In March the US bishops’ conference (USCCB) announced that “we will not rest” until Congress ensures that religious freedom is protected in the federal health-care reform program. The USCCB followed up that clear and forceful message a few week later with a new statement announcing a major offensive in defense of religious liberty. These powerful statements seemed to indicate clearly that religious freedom would be the focus—the focus—of the bishops’ political efforts this year.
The USCCB issued a clarion call to the Catholic laity, asking for help with this campaign. Cardinal Dolan called out President Obama; Bishop Lori challenged Congress. The bishops signaled that they would not retreat. The battle lines were drawn. The troops were summoned.
Unfortunately, since that time the bishops have lost their focus, and thus complicated things for the active Catholic laity. The USCCB has done what the USCCB always does: muddied the water, by issuing statements on a host of different political issues—including many of which good Catholics have differing opinions, and on which Catholic bishops have no special expertise.
In the past 10 week, the USCCB and its spokesmen have:
- weighed in on the federal budget;
- filed an amicus curiae brief against the Arizona immigration law;
- called for US intervention to prevent new fighting in South Sudan;
- supported a ban on landmines;
- urged comprehensive immigration reform;
- insisted that budget cuts must not harm programs for the poor;
- recommended federal programs to expand affordable housing;
- warned against invasion of Iran;
- expressed their preferences on agricultural approprations;
- called for an end to the embargo on Cuba;
- decried budget cuts again;
- discussed the merits of the H2-A visa program;
- supported full funding for the food-stamp program;
- affirmed the Child Tax Credit;
- underlined the need to curb nuclear weaponry; and
- repeated the call for immigration reform.
The USCCB has released a full listing of the legislative issues the bishops are tracking during this congressional session. The list includes not only the clearly germane moral questions that Catholics expect to discuss (such are religious freedom, immigration, and the defense of life and family) but also such far-flung questions as farm policy, health care, climate change, mining, copyrights, and digital television.
It is unlikely that any Catholic in the US fully understands (let alone agrees with) the USCCB position on all of these issues. When the USCCB stakes out a position on federal policy regarding digital television, that position obviously does not represent a consensus of Catholic opinion. Most Catholics—including most bishops—are unaware of the political issues involved. The USCCB stance is obviously crafted by a handful of prelates, guided by the conference staff.
However, the USCCB statements on these issues do not come with disclaimers, saying that Issue A is not a high priority or Issue B does not involve a clear-cut moral imperative.

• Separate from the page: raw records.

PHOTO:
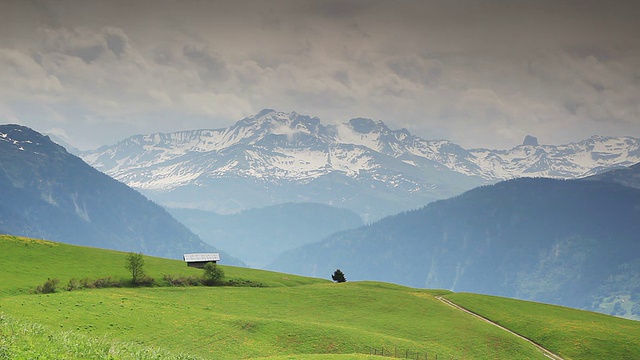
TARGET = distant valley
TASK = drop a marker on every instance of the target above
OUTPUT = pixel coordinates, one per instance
(258, 236)
(361, 165)
(50, 194)
(566, 242)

On all these matters—some clear, some not at all clear; some matters of unbending principle, some of prudential judgment—the USCCB makes the same claim that the bishops are speaking as moral leaders. Regrettably, this approach squanders the very authority that the USCCB so frequently invokes.
A good general knows that to win a crucial battle he must concentrate his forces. If the US bishops are serious in their desire to preserve religious liberty, and serious about a campaign to stave off the threats posed by the Obamacare mandate, the USCCB must stop issuing statements that distract attention from that cause.